Het tankmuseum dat War Heritage Institute wil openen op een deel van de vroegere legerkazerne bleek in het verleden een twistappel. Op de gemeenteraad trok CD&V de wenselijkheid van het museum in twijfel en ook Emmily Talpe is terughoudend: “Dit is een initiatief van een private partner en het is dus niet aan de stad om dit te promoten. We zaten al met WHI aan tafel met de vraag om het concept – gewapende conflicten sinds 1945 – sereen uit te werken en dat wil Team Ieper ook blijven opvolgen.”

Philip Bolle is iets minder wantrouwig: “Het museum kan best wel een interessante aanvulling zijn op het bestaande plaatselijke aanbod van musea. Je kunt dit niet vergelijken met de boodschap die wordt uitgedragen door het IFFM, maar stilaan vervaagt ook voor velen de herinnering aan de periode van de Tweede Wereldoorlog en de koude oorlog. Als we de gruwel van WO I niet mogen vergeten, dan geldt dat evenzeer voor WO II.”

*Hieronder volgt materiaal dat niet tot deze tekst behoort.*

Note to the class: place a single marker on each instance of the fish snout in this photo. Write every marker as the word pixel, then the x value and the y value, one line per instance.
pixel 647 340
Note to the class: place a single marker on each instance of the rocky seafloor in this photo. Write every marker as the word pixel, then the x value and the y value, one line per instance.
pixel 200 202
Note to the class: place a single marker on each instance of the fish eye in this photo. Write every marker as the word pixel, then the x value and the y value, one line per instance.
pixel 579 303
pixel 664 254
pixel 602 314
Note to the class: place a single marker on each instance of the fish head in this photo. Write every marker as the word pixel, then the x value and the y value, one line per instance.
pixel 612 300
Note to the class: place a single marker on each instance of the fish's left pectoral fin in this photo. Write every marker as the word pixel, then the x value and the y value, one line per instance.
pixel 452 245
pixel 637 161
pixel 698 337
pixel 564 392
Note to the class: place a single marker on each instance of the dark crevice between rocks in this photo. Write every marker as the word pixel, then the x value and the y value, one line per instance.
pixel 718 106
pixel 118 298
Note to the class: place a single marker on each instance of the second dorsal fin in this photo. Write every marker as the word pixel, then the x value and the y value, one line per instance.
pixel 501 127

“Het tankmuseum kan de samenwerking tussen Ieper en Heuvelland met de commandobunker alleen maar ten goede komen”, vindt Nancy Six. “Dergelijk museum kan weer extra toeristen naar onze stad lokken?” Zoals vaker vindt Sam Vancayseele het tegenovergestelde: “Vooral de ‘dynamische demonstraties’ baren ons grote zorgen. Een belevingsmuseum staat haaks op het herdenkingstoerisme.”

Bussen

Iedereen wil wel meer toeristen in Ieper, maar toeristenbussen zorgen voor overlast. “We moeten als stad beter controleren. Een geparkeerde toeristenbus in de voetgangerszone of een toeristenbus die probeert te draaien, maken het tot gevaartes voor fietsers en voetgangers. Hier is een ander beleid nodig”, zegt Vancayseele.

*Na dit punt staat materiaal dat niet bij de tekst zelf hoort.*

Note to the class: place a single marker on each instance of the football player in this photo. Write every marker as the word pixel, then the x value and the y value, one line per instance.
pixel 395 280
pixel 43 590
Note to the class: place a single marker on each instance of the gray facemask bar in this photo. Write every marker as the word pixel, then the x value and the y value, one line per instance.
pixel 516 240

Philip Bolle en Nancy Six pleitten allebei voor een volwaardige busparking op het voormalige goederenstation. Emmily Talpe doet ook, maar linkt de problematiek ook met de mobiliteit in de binnenstad. “Team Ieper wil in samenspraak met de Ieperlingen een knip op de Grote Markt onderzoeken”, zegt Emmily Talpe. “Onze voorkeur ligt bij een knip tussen de Rijselstraat en D’Hondtstraat. De Grote Markt kunnen we zo verder opwaarderen en de aanpak van de toeristenbussen moet dan in het licht van deze wijzigingen herbekeken worden.”